Солнце прошло сквозь солнце, и теперь они разбегались. Столкновение совершилось — и его не было. Взрыв, неизбежный, неотвратимый, не произошел. Мы были в царстве фантомов. Не было другой реальности, кроме судорог и боли в каждой клетке и жилке!
Я кинулся к Олегу. Он с трудом просипел:
— К Эллону! Об Ольге и Осиме я позабочусь.
Я выскочил в коридор и упал. Ноги меня не слушались. Я не мог заставить их двигаться последовательно. Они начинали движение одновременно, я заносил вперед левую, тут же поднималась и правая. Так я несколько раз падал, прежде чем сообразил, что шагать уже не могу, а способен только перепархивать, как демиурги. Я запрыгал к лаборатории обеими ногами, но еще не дошел до нее, как восстановилась нормальная походка.
Лаборатория выглядела как после землетрясения. Движущиеся механизмы сорвались со своих мест, только стенды покоились, где их поставили. Эллон распластался около генератора метрики и судорожно дергал руками и ногами. Около на коленях стояла Ирина, с плачем звала его, тормошила и целовала. Она повернула ко мне залитое слезами лицо.
— Помогите! Он умрет! Я этого не переживу!
Общими усилиями мы подняли Эллона и усадили в кресло. Ирина опять опустилась на колени:
— Ты жив! Ты жив! Я люблю тебя! Ты мой единственный!
Эллон с усилием поднял веки. У него были мутные глаза.
— Ирина, — простонал он. — Ирина, я жив?
Она целовала его еще страстней.
— Да, да, да! Ты жив, и я люблю тебя! Обними меня, Эллон!
Он приподнялся. Он с трудом стоял на ногах.
— Обними! — требовала Ирина, прижимаясь к нему. — Обними, Эллон!
На этот раз он посмотрел на нее осмысленным взглядом.
— Обними? — повторил он с недоумением. — Тебя обнять? Зачем?
Закрыв лицо ладонями, она зарыдала. Я взял ее под руку.
— Ирина, Эллон не может тебя понять.
Она вырвалась.
— Что вам надо от меня? Вы злой человек! Вы сами никого не понимаете!
— Не до тебя, Ирина! Прекрати истерику! Эллон, что произошло? Ты включил генератор метрики?
Он говорил еще с трудом:
— Адмирал, я не успел ничего сделать. Меня вдруг стало крутить и бросило на пол. — Он с прежним недоумением посмотрел на Ирину. — Что с тобой? Ты что-нибудь повредила?
Она сумела взять себя в руки, даже улыбнулась, только голос ее был нетверд.
— У меня все в порядке, Эллон. Я буду прибирать лабораторию.
Она отошла. Эллон повторил, что упал в момент, когда собирался запустить в улитку оба корабля. Я вспомнил, что ничего не знаю о Мери, и послал вызов. Мери чувствовала себя неважно, но постепенно отходила. Приступ боли застал ее, когда она собиралась в свою лабораторию, она сумела дотащиться до кровати.
— Не тревожься обо мне, Эли. Занимайся делами.

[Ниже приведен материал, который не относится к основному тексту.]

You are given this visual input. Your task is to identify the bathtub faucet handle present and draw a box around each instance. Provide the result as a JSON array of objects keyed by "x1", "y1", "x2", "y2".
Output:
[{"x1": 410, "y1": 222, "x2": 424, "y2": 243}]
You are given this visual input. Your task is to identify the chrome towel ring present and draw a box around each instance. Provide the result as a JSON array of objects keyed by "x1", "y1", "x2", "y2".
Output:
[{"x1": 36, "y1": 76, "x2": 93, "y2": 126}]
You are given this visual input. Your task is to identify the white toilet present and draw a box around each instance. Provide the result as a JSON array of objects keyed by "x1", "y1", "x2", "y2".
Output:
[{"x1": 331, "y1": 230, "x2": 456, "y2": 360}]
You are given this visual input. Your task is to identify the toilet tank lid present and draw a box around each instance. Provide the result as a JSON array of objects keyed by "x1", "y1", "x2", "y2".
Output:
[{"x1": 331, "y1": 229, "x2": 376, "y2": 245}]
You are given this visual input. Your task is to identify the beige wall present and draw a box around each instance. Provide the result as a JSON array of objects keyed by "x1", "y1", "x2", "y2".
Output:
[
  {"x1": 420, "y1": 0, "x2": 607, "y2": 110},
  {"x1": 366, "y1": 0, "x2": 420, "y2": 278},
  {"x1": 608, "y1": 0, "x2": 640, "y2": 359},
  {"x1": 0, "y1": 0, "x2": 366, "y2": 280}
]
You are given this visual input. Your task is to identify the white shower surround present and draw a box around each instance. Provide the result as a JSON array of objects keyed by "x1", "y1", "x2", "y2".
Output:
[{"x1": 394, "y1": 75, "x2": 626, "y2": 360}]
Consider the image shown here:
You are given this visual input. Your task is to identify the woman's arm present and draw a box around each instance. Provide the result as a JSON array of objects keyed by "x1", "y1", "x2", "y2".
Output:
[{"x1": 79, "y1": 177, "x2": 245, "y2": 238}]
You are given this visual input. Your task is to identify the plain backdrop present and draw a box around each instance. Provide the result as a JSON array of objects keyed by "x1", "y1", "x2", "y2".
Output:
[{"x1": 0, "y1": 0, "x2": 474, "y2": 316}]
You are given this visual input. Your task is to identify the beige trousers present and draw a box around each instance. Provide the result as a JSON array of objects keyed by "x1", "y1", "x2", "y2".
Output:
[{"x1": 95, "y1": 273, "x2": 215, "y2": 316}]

Теперь надо было спешить в рубку. В ней все было без изменений. Я в изнеможении прислонился к стене. Меня поддержал Граций. Галакт был бледен, но на ногах тверд. Я пробормотал через силу:
— Голос, Граций, какие это были чудовищные фантомы!
До меня как бы издалека донесся Голос:
— Эли, то не были фантомы. Солнце неслось на солнце не в мираже, а в действительности.
— И они столкнулись? И не произошло взрыва? И солнце прошло сквозь солнце? Граций, ты что- нибудь понимаешь? Мы попали в мир, где отменены законы физики! Даже тяготение упразднено!
Граций выглядел не менее растерянным, чем я. Голос продолжал:
— Во мне внезапно разорвалась цепь времени. Я был в прошлом и будущем одновременно, но не было настоящего. Меня выбросили из моего «сейчас». Это была ужасная мука, Эли. Время во мне как бы кровоточило. И из прошлого я не мог воздействовать на будущее, ибо не было «сейчас», через которое шли все воздействия.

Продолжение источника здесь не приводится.